OK, I need to take a crack at making taps multipro...
# singer-tap-development
f
OK, I need to take a crack at making taps multiprocessing/parallel/async. Is there any work already started on this? Any suggestions or requirements from a Meltano perspective to have whatever I come up with, if I get it working, accepted into the SDK?
e
IMO, this is something almost beyond the scope of the Tap.. why? Well when I wrote my tap.. I wrote it in python to call out to a C++ Thrift Server.. it was in the Thrift Server where I wrote the parallelization and async code.. because that was what made sense... for your tap.. it'd be hard to recommend or codify parallelization in the SDK without more information from you.. what are you particularly trying to parallelize and if you're in python.. is it not just up to you how you write your tap? for reference my tap queries the entire alphabet up to length 4, and we parallelized this query 32 ways with 32 concurrent connections to a client program (Socket based) ..
perhaps others can chime in.. for me I just batch called from python.. the entire query.. no parallelization there.. and let the C++ thrift server take that entire vector and break it down into chunks. which each get an Async thread to run and process their chunk of data and spit back whatever the API returns to be stored in the target..
a
I can speak to this question:
Any suggestions or requirements from a Meltano perspective to have whatever I come up with, if I get it working, accepted into the SDK?
Yes, we would definitely be interested in accepting this into the SDK. And we have some exploratory discussion here for starters.
f
I think concurrency belongs in the SDK and Meltano solution.

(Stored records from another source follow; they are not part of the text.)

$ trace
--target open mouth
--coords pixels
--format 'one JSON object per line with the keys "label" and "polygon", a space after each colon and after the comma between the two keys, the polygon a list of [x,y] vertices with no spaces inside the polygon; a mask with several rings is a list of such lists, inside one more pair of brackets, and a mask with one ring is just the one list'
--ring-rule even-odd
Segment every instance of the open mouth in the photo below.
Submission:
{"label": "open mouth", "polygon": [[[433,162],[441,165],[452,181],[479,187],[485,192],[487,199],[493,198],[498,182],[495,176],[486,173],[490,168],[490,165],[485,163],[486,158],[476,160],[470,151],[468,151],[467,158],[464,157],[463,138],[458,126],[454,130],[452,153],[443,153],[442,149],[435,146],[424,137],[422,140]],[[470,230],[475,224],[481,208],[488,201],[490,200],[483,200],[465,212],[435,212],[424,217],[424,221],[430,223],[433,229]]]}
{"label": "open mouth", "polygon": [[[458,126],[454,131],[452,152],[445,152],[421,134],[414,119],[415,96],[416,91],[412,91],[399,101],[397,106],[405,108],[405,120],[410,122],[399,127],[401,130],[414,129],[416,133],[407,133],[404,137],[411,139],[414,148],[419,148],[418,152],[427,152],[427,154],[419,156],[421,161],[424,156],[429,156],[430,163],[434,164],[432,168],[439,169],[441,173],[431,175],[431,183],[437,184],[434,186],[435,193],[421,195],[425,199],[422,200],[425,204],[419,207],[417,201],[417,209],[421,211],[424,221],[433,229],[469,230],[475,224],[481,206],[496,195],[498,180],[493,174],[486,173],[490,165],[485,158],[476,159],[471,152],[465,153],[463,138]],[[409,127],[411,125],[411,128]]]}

While we could write a server to take batch requests, the whole idea of Meltano / SingerIO is ELT. I don't mean to be critical, but it's quite surprising that the SDK does not have a built-in capability to run concurrent child streams, for instance, or partitions. Since a main sources of data are APIs, and APIs have known limitations such as the latency for round trip and rate limiting, this is precisely where a feature like concurrency is needed. Unfortunately it does not sound like there is a short-term / easy / quick solution.
a
I don't mean to be critical, but it's quite surprising that the SDK does not have a built-in capability to run concurrent child streams, for instance, or partitions.
Completely fair. I think organically this may not come faster to "hi pri" status because in most/many cases the target is the bottleneck.
We started out with a parallel implementation in the first iteration, and removed it for stability reasons.